Deutch's announcement came after The Baltimore Sun published a four-part series in June on U.S. support given to the 316 MI Bn. Sun staff correspondents Gary Cohn and Ginger Thompson obtained formerly classified documents and interviewed three former 316 Bn members to document the breadth and depth of the battalion's close relationship to the CIA. The Sun series followed revelations in March that linked the CIA to serious human rights violations in Guatemala."

He was removed from his post at the end of March 1984. According to the cable, a Honduran human rights group claimed the battalion was responsible for almost all disappearances. At first, the new military leadership was going to dissolve the battalion, but later decided to replace senior officers and keep it intact.

The CIA Inspector General investigator asked questions including whether any CIA employee was present during torture or hostile interrogation, and what was known about some disappearances and killings.
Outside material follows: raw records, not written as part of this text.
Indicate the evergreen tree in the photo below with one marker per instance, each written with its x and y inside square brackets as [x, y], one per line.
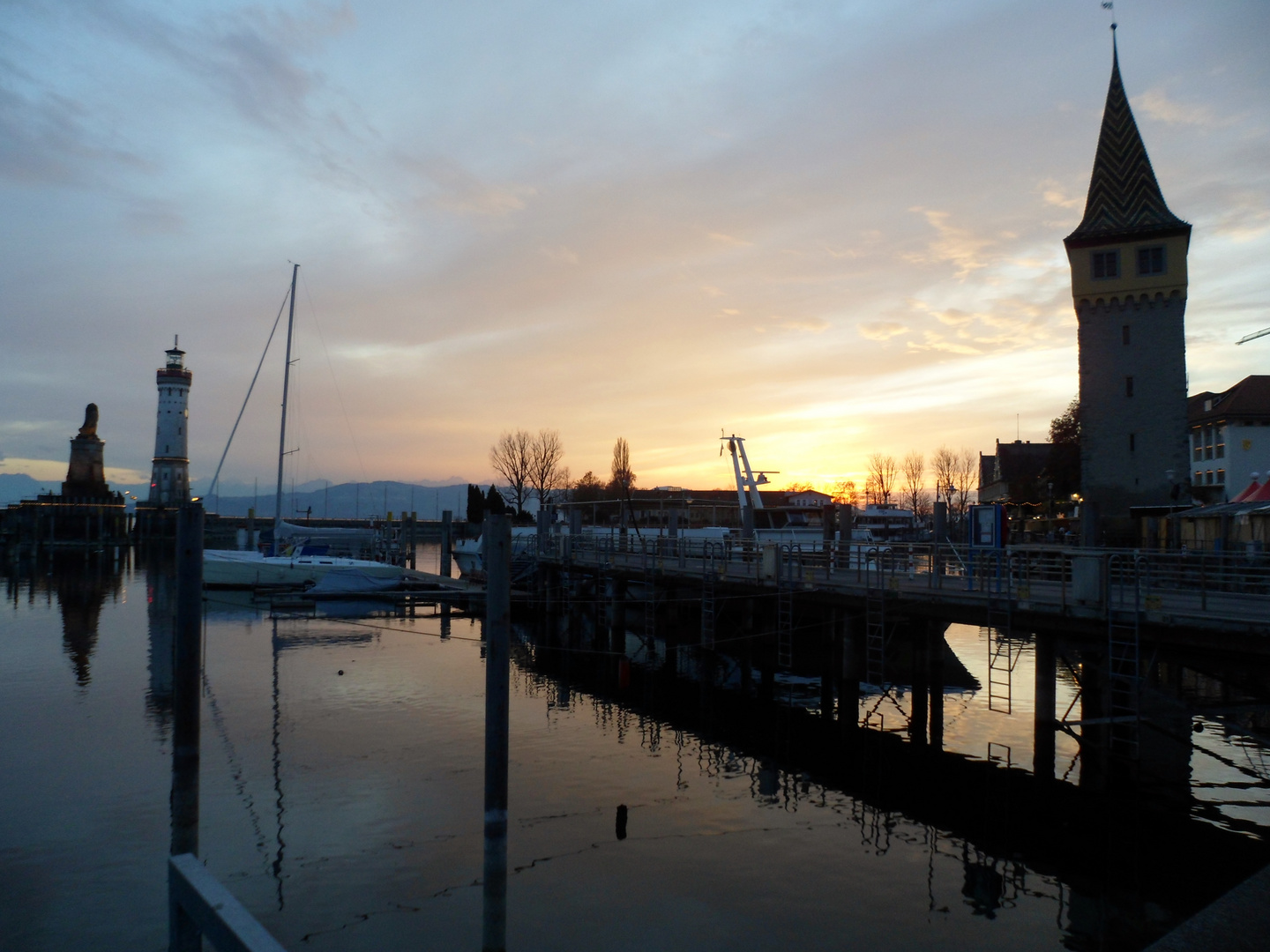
[475, 505]
[494, 504]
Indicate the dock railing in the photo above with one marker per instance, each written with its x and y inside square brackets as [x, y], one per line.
[215, 913]
[1209, 584]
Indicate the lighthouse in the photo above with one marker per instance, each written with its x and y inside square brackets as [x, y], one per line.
[169, 478]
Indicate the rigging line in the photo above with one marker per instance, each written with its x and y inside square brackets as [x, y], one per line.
[334, 381]
[254, 377]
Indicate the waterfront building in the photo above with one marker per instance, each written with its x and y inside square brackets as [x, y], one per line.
[1229, 438]
[1015, 472]
[1128, 259]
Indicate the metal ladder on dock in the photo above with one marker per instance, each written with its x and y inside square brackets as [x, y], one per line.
[707, 598]
[785, 609]
[875, 626]
[1004, 648]
[1124, 661]
[649, 599]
It was also questioned if an employee lied to the House Intelligence Committee.

While the findings were heavily redacted, apparently one employee knew that torture had gone on, but not who was present. An individual was later identified, who denied participation. The Inspector General concluded there was no CIA participation in torture.

The IG did verify that a Honduran hostage rescue force had captured and executed one individual who had been freed under an amnesty; it was unclear from the report if he had rejoined an insurgency. Another case concerned Father James Carney, a priest who had renounced his U.S. citizenship, and died under questionable circumstances while being pursued by the HRF. He had been reported to be "cadaverous" and may have died of starvation, or may have been killed by the HRF. The IG concluded no US personnel had been involved with this HRF operation.

Further congressional inquiries generated more responses. It became clear that the HRF definitely executed some guerrillas, including the aide to the priest. The details were redacted, but there was some, but not conclusive, evidence that Father Carney had starved. The IG concluded the cause of his death is unknown.

== 1997-1998 ==
The U.S's ambiguity regarding the investigative process would continue to persist for several more years. During 1997 and 1998, at the request of the Honduran government, the U.S. declassified thousands of pages of official documents detailing alleged human rights violations that occurred in Honduras during the 1980s. These documents included records from the State Department, the Defense Department, and the CIA, and they were handed over to the National Commissioner for Human Rights in Honduras, Doctor Leo Valladares. Valladares's work relied heavily on external documentation due to the destruction of Honduran military files.

On May 11, 1998, Doctor Valadares gave testimony before the House Committee on Government Reform and Oversight and the Committee on Government Management, Information, and Technology. During his testimony, he thanked the Clinton administration for their willingness to respond to his declassification request, but expressed frustration over the slow pace of the response, stating “The CIA, for example, has yet to release either records on the notorious military intelligence Battalion 3-16 or the 1997 CIA Inspector Generals' report on the agency's relationship to the Honduran military. Despite inexplicable delays, I continue to hope that the release of these documents will occur in the near future.” Doctor Valladares also emphasized that the human rights content of the information available to him had been scant and inadequate. Many documents, particularly those provided by CIA and Defense department had been heavily redacted. These frustrations weren't entirely surprising, as the CIA was known for censoring accounts of its own history.

Amid ongoing efforts to address complex legal issues, a notable case emerged. In early 1998, a Honduran court determined that Lieutenant Colonel Juan Blas Salazar Mesa, despite being implicated in the abduction, mistreatment, and killing of students in 1982, was eligible for amnesty under legislation passed in prior years. By the end of that year, the Supreme Court upheld the lower court's decision to extend amnesty to Salazar.